Calgary announced in May that it was doing away with traditional fireworks in favour of an onstage “light and sound” show.
“The city recognizes the cultural sensitivities around fireworks displays in relation to truth and reconciliation,” it said in a statement, also noting that July 1 marks the 100th anniversary of the Chinese Immigration Act that effectively excluded Chinese migrants from Canada.
“For many Calgarians this is a day of mourning or reflection,” the statement said.
Calgary Coun. Kourtney Penner said on Twitter that doing away with the fireworks “isn’t nonsense.”
“It’s being actively anti-racist, working at truth and reconciliation, and being responsive to the diverse community Calgary is,” said Penner, who did not respond to requests for further comment.
The city also cited disruptive late-night traffic, noise and overcrowding associated with fireworks.
But the plan resulted in a swift backlash, with more than 13,000 people signing a petition to reinstate Calgary’s Canada Day fireworks.
The city backed down on June 18 and announced that traditional aerial fireworks would be part of Calgary’s celebrations.
Kristy Koehler, executive director of Common Sense Calgary, an advocacy group that organized the petition, said it was “weird” to equate fireworks with racism.
Koehler said people in Calgary of all backgrounds enjoy the fireworks, including many newcomers and people whose parents immigrated from other countries.
“They said it was such a wonderful way to feel (about) being part of the country, to feel connected with their neighbours, to go out and enjoy something really wonderful and really fun,” said Koehler.
“We can acknowledge all the ways that we’ve got it wrong as a country without cancelling an event that brings people together and provides an opportunity for togetherness,” she added.
Elsewhere, fireworks displays are facing scrutiny on another basis — their cost.

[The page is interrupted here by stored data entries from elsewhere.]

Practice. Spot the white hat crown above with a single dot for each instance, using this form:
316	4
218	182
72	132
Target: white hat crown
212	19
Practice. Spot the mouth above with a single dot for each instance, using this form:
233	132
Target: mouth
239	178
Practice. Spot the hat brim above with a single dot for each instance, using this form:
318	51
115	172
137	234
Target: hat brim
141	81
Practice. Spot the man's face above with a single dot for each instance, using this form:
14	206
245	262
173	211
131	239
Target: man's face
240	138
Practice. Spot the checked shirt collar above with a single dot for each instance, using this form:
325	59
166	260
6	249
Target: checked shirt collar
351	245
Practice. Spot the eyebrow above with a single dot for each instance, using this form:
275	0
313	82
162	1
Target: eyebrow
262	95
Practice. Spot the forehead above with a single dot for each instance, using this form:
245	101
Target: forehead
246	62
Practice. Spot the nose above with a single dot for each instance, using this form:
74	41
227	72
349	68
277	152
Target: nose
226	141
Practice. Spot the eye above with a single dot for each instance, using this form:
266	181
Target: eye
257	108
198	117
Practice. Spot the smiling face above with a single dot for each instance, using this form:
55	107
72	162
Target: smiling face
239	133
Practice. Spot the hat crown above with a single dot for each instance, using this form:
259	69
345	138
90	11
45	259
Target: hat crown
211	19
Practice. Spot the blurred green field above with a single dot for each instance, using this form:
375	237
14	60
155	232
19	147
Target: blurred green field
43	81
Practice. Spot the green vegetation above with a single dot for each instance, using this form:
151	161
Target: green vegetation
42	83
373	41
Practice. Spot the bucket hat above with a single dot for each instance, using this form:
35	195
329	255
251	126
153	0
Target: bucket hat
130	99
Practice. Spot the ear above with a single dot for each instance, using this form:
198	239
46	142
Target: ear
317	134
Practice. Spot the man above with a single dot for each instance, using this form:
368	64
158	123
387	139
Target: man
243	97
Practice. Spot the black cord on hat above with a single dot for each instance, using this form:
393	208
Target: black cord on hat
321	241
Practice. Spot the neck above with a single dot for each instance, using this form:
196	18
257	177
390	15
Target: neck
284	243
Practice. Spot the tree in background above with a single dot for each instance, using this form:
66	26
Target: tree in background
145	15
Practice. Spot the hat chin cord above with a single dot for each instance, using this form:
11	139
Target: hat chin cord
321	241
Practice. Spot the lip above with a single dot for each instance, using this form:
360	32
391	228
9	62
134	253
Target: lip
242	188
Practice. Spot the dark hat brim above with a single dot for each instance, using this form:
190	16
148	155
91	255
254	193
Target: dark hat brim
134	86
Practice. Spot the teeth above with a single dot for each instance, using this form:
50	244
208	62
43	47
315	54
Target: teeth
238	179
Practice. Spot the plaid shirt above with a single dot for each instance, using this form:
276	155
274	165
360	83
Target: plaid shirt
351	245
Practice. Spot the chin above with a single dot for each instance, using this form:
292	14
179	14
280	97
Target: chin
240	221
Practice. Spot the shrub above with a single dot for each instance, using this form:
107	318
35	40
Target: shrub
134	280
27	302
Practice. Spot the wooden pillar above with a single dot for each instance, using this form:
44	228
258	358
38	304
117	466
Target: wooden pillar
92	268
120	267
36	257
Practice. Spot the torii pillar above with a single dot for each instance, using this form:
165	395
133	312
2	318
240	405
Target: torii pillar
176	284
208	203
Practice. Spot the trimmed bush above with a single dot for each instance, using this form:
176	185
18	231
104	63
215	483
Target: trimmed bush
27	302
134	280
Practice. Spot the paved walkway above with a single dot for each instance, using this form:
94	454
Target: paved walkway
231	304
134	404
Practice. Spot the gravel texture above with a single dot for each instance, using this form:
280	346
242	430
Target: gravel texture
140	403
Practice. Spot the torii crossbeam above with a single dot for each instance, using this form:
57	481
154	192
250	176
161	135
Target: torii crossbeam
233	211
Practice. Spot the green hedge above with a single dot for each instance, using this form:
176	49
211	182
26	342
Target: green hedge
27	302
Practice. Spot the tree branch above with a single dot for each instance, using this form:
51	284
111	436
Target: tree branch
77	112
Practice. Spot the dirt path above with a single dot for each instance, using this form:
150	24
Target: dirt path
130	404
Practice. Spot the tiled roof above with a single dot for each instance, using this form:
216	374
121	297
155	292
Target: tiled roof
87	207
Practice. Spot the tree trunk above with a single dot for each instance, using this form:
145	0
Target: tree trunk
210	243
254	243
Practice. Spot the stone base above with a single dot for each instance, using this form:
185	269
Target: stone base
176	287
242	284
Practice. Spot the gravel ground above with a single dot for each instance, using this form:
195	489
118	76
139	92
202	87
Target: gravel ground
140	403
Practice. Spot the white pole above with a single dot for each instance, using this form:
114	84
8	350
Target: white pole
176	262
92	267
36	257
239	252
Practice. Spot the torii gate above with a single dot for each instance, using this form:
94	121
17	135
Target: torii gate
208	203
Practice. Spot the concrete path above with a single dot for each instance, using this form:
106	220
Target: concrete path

Vancouver’s traditional display on the waterfront at Canada Place is no more, after the Vancouver Fraser Port Authority last year decided to permanently discontinue July 1 fireworks.
“The fireworks display itself costs in excess of $200,000 each year for a 15-minute show, and other (costs) such as security, equipment and staffing continue to increase,” authority spokesman Alex Munro wrote in an email.
Munro said the Canada Place Corporation had previously funded the event with support from sponsors, grants and partners.
Another perennial concern relates to the impact of fireworks on pets.
Lesley Fox, executive director of the B.C. animal advocacy group Fur-Bearers, said fireworks “create havoc” for wildlife, pets, and individuals living with post-traumatic stress.
She said fireworks can startle and disorient wildlife, causing them to flee the safety of their habitats.
“I think the message is, fireworks are not for everyone,” said Fox.
Fur Bearers is supporting a petition to Parliament calling on the Federal government to stop using fireworks at celebrations, citing the effect on animals as well as air pollution and the use of toxins in fireworks.
Aleem Kanji, chief advocacy officer for the Canadian National Fireworks Association, said fireworks are “ingrained” into Canadian celebrations, from sporting events to Halloween, and are part of the country’s rich fabric.
Canada Day, he said, was an “exciting time” for fireworks manufacturers and suppliers.
“It’s almost akin, if you will, to Christmas trees around the festive Christmas holiday season,” said Kanji.
He said it’s important to consider how many people enjoy fireworks, compared to the number complaining about them.
The display on Parliament Hill can draw a crowd of 30,000, said Kanji, and Vancouver’s annual Celebration of Light fireworks contest attracts hundreds of thousands.
Fox said her group understood “nostalgia” around fireworks and they don’t want to be “party poopers.”
But, she said, there are more ethical and inclusive ways to celebrate Canada Day.
“At the end of the day, fireworks are unnecessary and they are replaceable. I think there is an opportunity here to explore that a little further (about) what could our holidays look like and how can we make them more inclusive for all, including animals,” said Fox.